The launch of the first bitcoin futures exchange-traded fund (ETF) in 2021 was a long-awaited milestone for the crypto industry, and its explosive growth shows the appetite investors have for digital asset funds.
For many in the crypto market, however, the Proshares Bitcoin Strategy ETF is seen as just a first step toward the bigger goal: Getting regulatory approval for an ETF that gets exposure to bitcoin itself, rather than just futures contracts. But regardless of whether a fund is getting its exposure to bitcoin futures or to the cryptocurrency itself, it’s critical to investors that the management team brings a wealth of crypto-native experience to what will be a first-generation product.
As one of the largest digital asset custodians with dedicated on-chain addresses protected by a secure cold storage solution, Coinbase Custody currently supports over 150 assets across 15 different blockchains, with $139 billion in assets on platform (AOP). With this experience, we know that a bitcoin ETF will bring unique opportunities for investors, but will also present unique challenges on the investment management side.
A maturing market
The historical evidence shows that getting regulatory approval for an ETF has always been a marathon and not a sprint. This was even true of the first ETF to gain approval in the U.S. back in 1993, a fund that offered investors S&P exposure with a market-cap weighted index. And even though we now consider it to be one of the most plain, vanilla ETFs in the world, it nonetheless went through a long period of intense regulatory scrutiny.
We then saw the expansion into international equities and the expansion into currencies, commodities, fixed income, and the various sub-sectors of fixed income. Regulatory approval of these funds went through the same rigorous process as the first ETF.

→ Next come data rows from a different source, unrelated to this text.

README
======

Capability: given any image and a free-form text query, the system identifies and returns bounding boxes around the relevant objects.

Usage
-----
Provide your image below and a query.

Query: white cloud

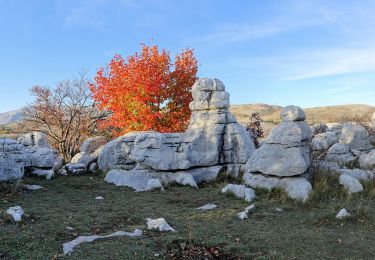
[57,0,140,30]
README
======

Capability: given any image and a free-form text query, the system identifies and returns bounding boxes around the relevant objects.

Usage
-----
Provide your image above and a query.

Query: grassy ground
[0,172,375,259]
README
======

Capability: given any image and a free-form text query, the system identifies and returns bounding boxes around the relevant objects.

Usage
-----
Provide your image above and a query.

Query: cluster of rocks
[61,136,107,175]
[98,79,255,190]
[243,106,312,202]
[311,115,375,193]
[0,132,63,181]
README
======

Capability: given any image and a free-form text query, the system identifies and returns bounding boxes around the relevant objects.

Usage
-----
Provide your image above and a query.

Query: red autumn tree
[90,45,198,135]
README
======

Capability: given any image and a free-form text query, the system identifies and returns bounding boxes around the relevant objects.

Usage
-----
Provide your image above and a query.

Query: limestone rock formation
[244,106,312,202]
[98,79,255,188]
[340,123,372,151]
[0,138,25,182]
[65,136,107,174]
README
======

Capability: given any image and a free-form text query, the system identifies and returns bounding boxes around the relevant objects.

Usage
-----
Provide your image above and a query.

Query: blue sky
[0,0,375,112]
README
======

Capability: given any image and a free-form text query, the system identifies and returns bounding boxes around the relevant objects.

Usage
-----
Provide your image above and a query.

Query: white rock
[336,209,351,219]
[197,203,217,210]
[17,132,50,148]
[221,184,255,202]
[358,149,375,170]
[280,106,306,122]
[237,204,255,220]
[23,184,44,190]
[146,218,176,232]
[98,79,255,183]
[63,229,142,255]
[6,206,24,222]
[338,169,375,181]
[145,179,164,191]
[340,123,372,151]
[80,136,107,154]
[31,168,55,180]
[243,173,312,202]
[325,143,357,167]
[0,138,25,182]
[311,132,340,151]
[339,174,363,194]
[278,177,312,202]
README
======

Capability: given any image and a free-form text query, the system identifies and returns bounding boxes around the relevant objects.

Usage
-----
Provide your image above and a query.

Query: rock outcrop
[68,136,107,174]
[0,138,25,182]
[0,132,59,181]
[244,106,312,201]
[98,79,255,190]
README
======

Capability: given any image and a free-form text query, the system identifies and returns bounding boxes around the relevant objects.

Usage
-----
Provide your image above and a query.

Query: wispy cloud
[57,0,140,30]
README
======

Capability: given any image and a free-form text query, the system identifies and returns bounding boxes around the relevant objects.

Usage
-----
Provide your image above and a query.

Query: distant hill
[230,104,375,136]
[0,109,22,125]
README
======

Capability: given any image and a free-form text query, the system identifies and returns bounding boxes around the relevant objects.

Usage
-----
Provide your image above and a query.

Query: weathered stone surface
[325,143,357,167]
[340,123,373,151]
[245,106,312,177]
[221,184,255,202]
[98,79,255,185]
[0,138,25,182]
[63,229,142,255]
[280,106,306,122]
[237,204,255,220]
[336,209,351,219]
[6,206,24,222]
[310,123,328,136]
[339,174,363,194]
[31,168,55,180]
[327,123,343,132]
[246,144,308,176]
[80,136,107,154]
[243,173,312,202]
[197,203,217,210]
[147,218,176,232]
[64,163,87,175]
[311,132,340,151]
[18,132,50,148]
[278,177,312,202]
[145,179,164,191]
[358,149,375,170]
[98,132,143,172]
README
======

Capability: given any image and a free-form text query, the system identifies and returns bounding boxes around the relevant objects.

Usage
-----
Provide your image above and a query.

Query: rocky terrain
[0,78,375,259]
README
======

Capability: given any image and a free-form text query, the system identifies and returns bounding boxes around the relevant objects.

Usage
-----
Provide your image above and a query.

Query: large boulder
[358,149,375,170]
[325,143,357,167]
[17,132,50,148]
[340,123,373,151]
[311,132,340,151]
[98,79,255,184]
[80,136,107,154]
[243,106,312,202]
[246,106,312,176]
[0,138,25,182]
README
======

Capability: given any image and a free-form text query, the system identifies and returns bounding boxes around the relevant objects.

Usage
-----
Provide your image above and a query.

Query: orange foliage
[90,45,198,135]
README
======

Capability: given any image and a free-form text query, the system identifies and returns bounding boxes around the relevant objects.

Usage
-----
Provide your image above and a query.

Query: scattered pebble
[146,218,176,232]
[65,226,74,231]
[336,209,351,219]
[221,184,255,202]
[63,229,142,255]
[7,206,24,222]
[237,204,255,220]
[23,184,44,190]
[197,203,217,210]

In other words, the same questions that are being asked right now about a bitcoin ETF were also asked about all those other asset classes or exposures that investors have been able to take advantage of with what is now a battled-tested ETF wrapper. And those questions largely and simply come down to investor protection.

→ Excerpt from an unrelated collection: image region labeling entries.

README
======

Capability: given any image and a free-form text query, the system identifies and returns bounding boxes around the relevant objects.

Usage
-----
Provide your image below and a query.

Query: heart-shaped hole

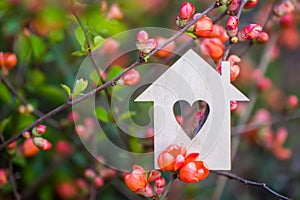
[173,100,209,139]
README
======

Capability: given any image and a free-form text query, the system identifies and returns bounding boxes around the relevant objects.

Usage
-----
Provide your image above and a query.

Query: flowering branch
[0,3,218,150]
[159,174,177,200]
[211,171,292,200]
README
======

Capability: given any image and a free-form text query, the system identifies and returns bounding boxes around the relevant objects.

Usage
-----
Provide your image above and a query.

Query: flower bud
[118,69,141,85]
[209,24,228,42]
[148,170,161,182]
[256,32,269,44]
[194,15,213,37]
[273,0,295,17]
[154,177,166,195]
[107,3,123,19]
[238,24,262,42]
[179,2,195,19]
[155,37,175,58]
[287,95,299,109]
[0,52,17,69]
[136,30,149,44]
[84,168,96,180]
[230,101,238,111]
[0,169,7,188]
[93,176,104,188]
[21,138,39,157]
[226,16,239,37]
[226,0,241,13]
[200,38,225,61]
[32,125,47,137]
[32,137,52,151]
[22,131,30,139]
[244,0,258,9]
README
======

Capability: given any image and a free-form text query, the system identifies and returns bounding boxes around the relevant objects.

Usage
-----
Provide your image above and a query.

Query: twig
[159,174,177,200]
[72,10,111,103]
[0,3,217,150]
[222,0,248,60]
[0,73,61,129]
[211,171,292,200]
[8,158,21,200]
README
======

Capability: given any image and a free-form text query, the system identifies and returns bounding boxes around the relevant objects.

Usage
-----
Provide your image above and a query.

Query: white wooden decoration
[135,50,249,170]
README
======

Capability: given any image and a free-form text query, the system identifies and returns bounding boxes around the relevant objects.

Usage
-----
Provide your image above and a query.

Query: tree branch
[0,3,218,150]
[211,171,292,200]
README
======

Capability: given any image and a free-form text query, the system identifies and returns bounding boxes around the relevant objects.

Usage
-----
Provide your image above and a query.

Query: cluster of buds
[21,125,52,157]
[75,117,95,138]
[0,52,17,70]
[117,69,141,86]
[157,144,209,183]
[124,165,166,197]
[245,109,292,160]
[18,104,34,115]
[0,169,8,188]
[136,30,157,54]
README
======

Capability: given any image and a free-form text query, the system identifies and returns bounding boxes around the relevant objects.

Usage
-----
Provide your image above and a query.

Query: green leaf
[118,111,136,121]
[60,84,71,97]
[75,26,86,46]
[107,66,123,80]
[0,117,11,133]
[95,106,109,122]
[29,35,46,61]
[71,51,87,56]
[92,35,105,51]
[72,79,88,97]
[0,83,13,105]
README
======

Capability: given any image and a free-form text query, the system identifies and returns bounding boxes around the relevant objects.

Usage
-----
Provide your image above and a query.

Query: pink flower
[194,16,213,37]
[238,24,262,42]
[179,2,195,19]
[32,137,52,151]
[157,144,186,172]
[118,69,141,85]
[273,0,295,17]
[154,177,166,195]
[244,0,258,9]
[200,38,225,61]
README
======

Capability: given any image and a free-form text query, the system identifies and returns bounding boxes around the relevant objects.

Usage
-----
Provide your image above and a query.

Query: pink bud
[84,168,96,179]
[226,16,239,30]
[23,131,30,139]
[226,0,241,13]
[32,137,52,151]
[179,2,195,19]
[118,69,141,85]
[256,32,269,44]
[273,0,295,17]
[94,176,104,188]
[287,95,299,109]
[136,30,149,44]
[0,169,8,188]
[154,177,166,195]
[107,3,123,19]
[148,170,161,182]
[230,101,238,111]
[32,125,47,136]
[244,0,258,9]
[238,24,262,42]
[140,183,153,197]
[68,111,79,122]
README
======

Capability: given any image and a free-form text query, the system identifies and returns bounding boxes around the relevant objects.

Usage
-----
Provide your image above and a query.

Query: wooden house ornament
[135,50,249,170]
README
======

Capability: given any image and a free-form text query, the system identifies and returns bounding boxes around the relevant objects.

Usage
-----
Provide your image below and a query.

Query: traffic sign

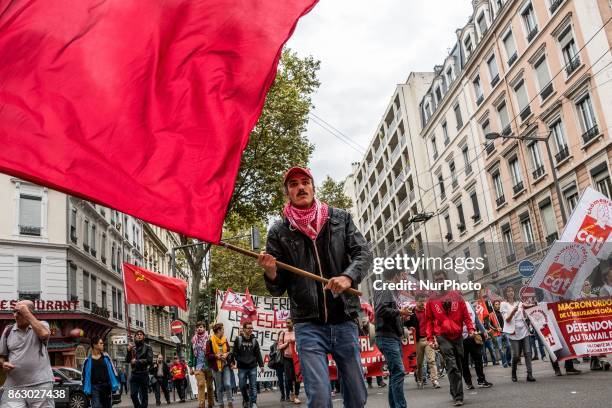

When looking back at SPDRs — which was the first ETF that came to market in the U.S. back in 1993 — what made it so important was the fact that it was an institutional investment thesis in nature; but by putting it into an ETF wrapper, it offered all investors access to an institutional strategy.
In other words, it was a strategy that could benefit everyone, from self-directed investors going through a brokerage all the way up to institutional investors, who are some of the most sophisticated investors in the world.
A crypto ETF will similarly provide opportunities across all levels of investors, further helping to democratize investing and finance. From the perspective of institutional investors, especially those who might be entering the crypto space for the first time, putting bitcoin in an ETF wrapper will give it a framework with credibility, allowing them to invest in a vehicle with which they’re already familiar.
The backlog of applications seeking regulatory approval for a bitcoin spot ETF is a clear sign that the crypto industry is interested in more than just a fund tied to futures contracts. However, while the industry is still in a holding pattern as it waits for a greenlight from the Securities and Exchange Commission for a fund tied directly to bitcoin, the momentum for crypto ETFs is nonetheless picking up.
After the Proshares fund was released last years, two more bitcoin-based futures ETFs were launched in short order. It does not seem far-fetched to think there will be additional crypto ETFs launched this year.
The appetite for a bitcoin ETF is growing among investors with good reason: While putting bitcoin in an ETF wrapper can give confidence to institutional investors by putting crypto in a vehicle that they’re familiar with, just as important will be how it can give all investors a seamless entry point into cryptocurrency.